Por María Rosa Di Santo
Nos quieren pobres, débiles. Nos
quieren entregados, fatalistas, dóciles aceptando nuestro destino de no haber
nacido en cuna de oro, agradeciendo con lágrimas en los ojos que nos dejen vislumbrar
siquiera, a través de las ‘celebritys’ mediáticas, cómo se vive a lo grande y
lo que nos estamos perdiendo, por pura mala suerte nomás.
Quieren eso. La pobreza es
altamente funcional a los sistemas de dominación. Los pobres están para
arrodillarse frente al amo, aceptar las injusticias como naturales, no
contestar, comprender que rebelarse es subvertir las ‘mejores’ tradiciones y
cometer el mayor pecado concebido por los poderosos: ‘nunca se muerde la mano
que te da de comer’. Como perros.
Esclavos. Nos quieren esclavos.
Peleando entre nosotros por un mendrugo. Balbuceando peros, porque ni siquiera
hemos aprendido – o ya hemos olvidado - cómo armar una buena oración. Haciéndole
trampas al de al lado, para sentirnos diferentes. Repitiendo consignas
estúpidas. Aplaudiendo a mediocres de piel estirada y rasgos de careta.
Óptimo si ignoramos nuestros
derechos, pero no tan malo si renunciamos a ellos. ¿Qué es esa quimera de que
todos somos iguales? Ante algún dios puede ser, ante la muerte, pero ante la
ley… ¿qué ley? Si la mayoría ni siquiera conoce la maraña de leyes tejidas en
lenguaje difícil para hacerla inaccesible. ¿Y Ud. ignora la ley? ¿qué tipo de
ciudadano es?
En los interminables ciclos de
los procesos sociales, esta vez nos toca ir cuesta abajo. Bien abajo, hacia el
núcleo mismo de nuestra tierra, hociquear, pozear, cavar nuestra propia fosa. Embarrarnos
y vernos así luego, a la luz del sol, cubiertos de mierda. Capas de mierda que
alternativamente fueron dejando los bienintencionados, los dañinos y los
inconscientes.
Pero, eso sí, siempre
enfrentados. Pocos factores son tan redituables como sostener al cuerpo social
dividido, convencido de que eso que los distancia es real y vale el esfuerzo.
No, si… no vayan a creer, ¡la dominación es un arte! Y una ciencia también, una
ciencia puesta al servicio de la legitimación permanente de las problemáticas
que prioriza el poder.
Nos quieren obedientes, para que
la dominación sea posible y se perpetúe. Nos quieren sumisos, sin criterio
propio, sin autonomía, integrados, pagando el precio que hay que pagar para ser
aceptado como uno más del montón, de la ‘masa’.

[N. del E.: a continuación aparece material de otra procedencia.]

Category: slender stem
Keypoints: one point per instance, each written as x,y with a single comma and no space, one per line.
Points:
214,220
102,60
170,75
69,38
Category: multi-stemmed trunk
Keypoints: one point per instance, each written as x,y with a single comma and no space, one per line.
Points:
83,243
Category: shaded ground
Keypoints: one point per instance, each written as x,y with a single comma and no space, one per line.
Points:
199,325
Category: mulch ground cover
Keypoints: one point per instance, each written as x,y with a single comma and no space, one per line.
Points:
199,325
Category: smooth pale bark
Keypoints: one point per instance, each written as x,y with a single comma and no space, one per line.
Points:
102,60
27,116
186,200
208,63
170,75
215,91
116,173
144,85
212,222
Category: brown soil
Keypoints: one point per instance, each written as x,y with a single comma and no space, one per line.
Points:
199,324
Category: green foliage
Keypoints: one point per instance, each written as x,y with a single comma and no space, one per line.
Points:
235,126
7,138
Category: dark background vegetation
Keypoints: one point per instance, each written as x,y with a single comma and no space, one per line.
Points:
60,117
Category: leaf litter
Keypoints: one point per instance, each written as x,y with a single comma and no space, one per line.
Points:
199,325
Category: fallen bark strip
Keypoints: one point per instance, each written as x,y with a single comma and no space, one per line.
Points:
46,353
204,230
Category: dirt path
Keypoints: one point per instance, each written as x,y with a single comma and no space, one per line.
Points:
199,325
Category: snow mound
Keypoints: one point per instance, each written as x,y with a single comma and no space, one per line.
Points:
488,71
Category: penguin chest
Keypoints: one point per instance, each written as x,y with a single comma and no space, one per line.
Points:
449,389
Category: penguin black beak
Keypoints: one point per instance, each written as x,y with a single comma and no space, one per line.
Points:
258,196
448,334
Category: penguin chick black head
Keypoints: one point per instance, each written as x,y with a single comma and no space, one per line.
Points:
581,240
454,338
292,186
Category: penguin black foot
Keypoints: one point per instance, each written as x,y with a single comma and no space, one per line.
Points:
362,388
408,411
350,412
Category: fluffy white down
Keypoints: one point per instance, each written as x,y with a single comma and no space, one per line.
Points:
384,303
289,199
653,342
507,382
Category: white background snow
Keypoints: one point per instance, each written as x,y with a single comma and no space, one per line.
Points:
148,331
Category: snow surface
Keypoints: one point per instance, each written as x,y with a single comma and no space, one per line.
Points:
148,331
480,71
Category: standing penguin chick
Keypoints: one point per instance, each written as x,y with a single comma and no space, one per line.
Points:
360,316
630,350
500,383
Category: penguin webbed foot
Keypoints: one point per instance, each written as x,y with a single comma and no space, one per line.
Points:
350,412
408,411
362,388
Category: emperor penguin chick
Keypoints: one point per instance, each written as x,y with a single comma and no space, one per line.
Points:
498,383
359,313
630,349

Nos quieren presos de una cultura
que sólo reproduzca y que cuando genera algo nuevo, eso pueda ser rápidamente
deglutido por el ‘sistema’. Nos quieren dentro de termos, sin nada alrededor
que nos conmueva en lo íntimo, nada que no pueda resolverse con un ‘me gusta’
en las redes sociales.
Sin fuerza física – o con la
mínima posible, casi ejemplar -, sin coacción. El mundo simbólico pesa más que
el real así que el poder se sostiene en una paradójica sutileza brutal, se
ejerce de adentro hacia afuera. Opiniones, creencias, acciones. Todo viene de
ahí. Lo peor es que nos creemos libres. ¡Hasta creemos que elegimos! como
decían los de Frankfurt.
Pero ¿quién ‘nos' quiere? ¿Hasta
dónde somos ajenos a esto que nos pasa? ¿Por qué toda nuestra acción es casi
siempre la reacción indignada y pasajera de lo que nos pasa? ¿qué hacemos,
además de catarsis?
George Simmel llamó a esta
“autocontradicción”, a principios del siglo XX, la tragedia de la cultura
contemporánea. Para decirlo con todas las licencias y sintéticamente: venimos a
ser quienes hemos creado el monstruo que nos fagocita. ¿Hablamos de
destrucción? No, sólo del sinsentido, del absurdo. De un inmenso vacío ocupado
por cosas, slogans y personajes vacuos, banales, incapaces de alguna
trascendencia.
Es recién entonces cuando cobra
sentido que un Trump, un Macri, un Bolsonaro ganen elecciones e incluso puedan
ser reelectos, ellos o los que son como ellos que, haciendo gala del grotesco,
convierten valles en desiertos. Cuando cobra sentido el profundo y letal
resentimiento que envuelve a esa parte de la sociedad excluida de los
beneficios del consumo. Y por lo tanto cobran sentido la violencia de todos los
días; las políticas de seguridad que primero nos necesitan inseguros; la vuelta
al conservadurismo más retrógrado; los reclamos de protección a cualquier costo;
la cesión de derechos humanos básicos que llevó siglos de lucha consagrar; el
vaciamiento de los mejores discursos; la relativización de todo.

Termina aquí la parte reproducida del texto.